SecurityBrief New Zealand - Technology news for CISOs & cybersecurity decision-makers
Story image
Managing data to comply with privacy regulations - Micro Focus
Thu, 23rd May 2019
FYI, this story is more than a year old

Australian companies are required to protect people's private information with significant penalties for failing to do so.

Alongside the Privacy Act and mandatory data breach notification requirements, many Australian organisations also need to comply with Europe's General Data Protection Regulation (GDPR) if they do business with European citizens.

Regardless of legal requirements, it's good business sense to manage customer and stakeholder data carefully to maintain their privacy and give them control over how their details are used. 

However, it can be challenging to understand exactly what data is covered by these regulations.

Often, data controllers are managing billions of data objects scattered across many silos, and only a fraction of these may contain personal data that needs to be protected.

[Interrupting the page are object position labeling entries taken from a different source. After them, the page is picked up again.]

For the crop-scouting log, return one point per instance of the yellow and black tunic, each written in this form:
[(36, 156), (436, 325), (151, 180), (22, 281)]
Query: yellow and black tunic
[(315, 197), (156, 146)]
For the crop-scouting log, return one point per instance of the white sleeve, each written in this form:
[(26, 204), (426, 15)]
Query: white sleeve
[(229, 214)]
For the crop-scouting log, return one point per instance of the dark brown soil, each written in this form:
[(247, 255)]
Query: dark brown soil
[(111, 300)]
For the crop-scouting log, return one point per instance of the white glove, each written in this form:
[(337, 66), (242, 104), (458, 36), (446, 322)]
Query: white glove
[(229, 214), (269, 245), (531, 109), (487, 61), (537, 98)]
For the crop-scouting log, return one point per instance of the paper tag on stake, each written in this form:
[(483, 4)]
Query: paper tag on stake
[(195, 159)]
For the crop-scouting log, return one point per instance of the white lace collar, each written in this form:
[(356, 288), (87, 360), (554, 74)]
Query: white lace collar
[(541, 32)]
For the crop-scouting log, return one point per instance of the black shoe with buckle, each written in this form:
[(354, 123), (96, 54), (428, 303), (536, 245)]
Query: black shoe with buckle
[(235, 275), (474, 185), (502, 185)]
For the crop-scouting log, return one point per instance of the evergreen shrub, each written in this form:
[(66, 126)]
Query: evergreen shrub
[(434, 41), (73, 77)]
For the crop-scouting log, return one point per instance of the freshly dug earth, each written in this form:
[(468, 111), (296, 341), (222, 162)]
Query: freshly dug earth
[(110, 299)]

Furthermore, some of the regulations require businesses to not just protect the data but to make it accessible to the people it refers to and let those people request that the data be amended or deleted.

If the data can't even be found, this can prove very challenging. 

It's therefore crucial for organisations to be able to access, understand, and accurately classify the data they have so they know how to treat it.

They must find a balance between protecting too much data, which breaks down processes and creates extra work, and not protecting enough, which puts the organisation at risk of failing to comply. 

Then it's key to be able to act on the right information quickly and provide proof of that action as required by regulatory bodies.

For example, if private information is accessed by an unauthorised person, the business needs to be able to stop the cyberbreach in its tracks, then report the breach to the Office of the Australian Information Commissioner as well as the affected individual(s).

Part of the reporting process includes proving that all possible actions were taken to protect the information. 

Given the challenges involved in managing private information securely and in accordance with regulatory requirements, business decision-makers could be forgiven for seeking a silver bullet technology solution that automates the process and guarantees an error-free approach.

However, the analytics capabilities required to address the volume and variety of data in question, and to support the multiple use cases covered under the regulation, make a single solution impractical. 

Failing to find the silver bullet, most organisations then opt for a best-of-breed approach using a raft of loosely-integrated software.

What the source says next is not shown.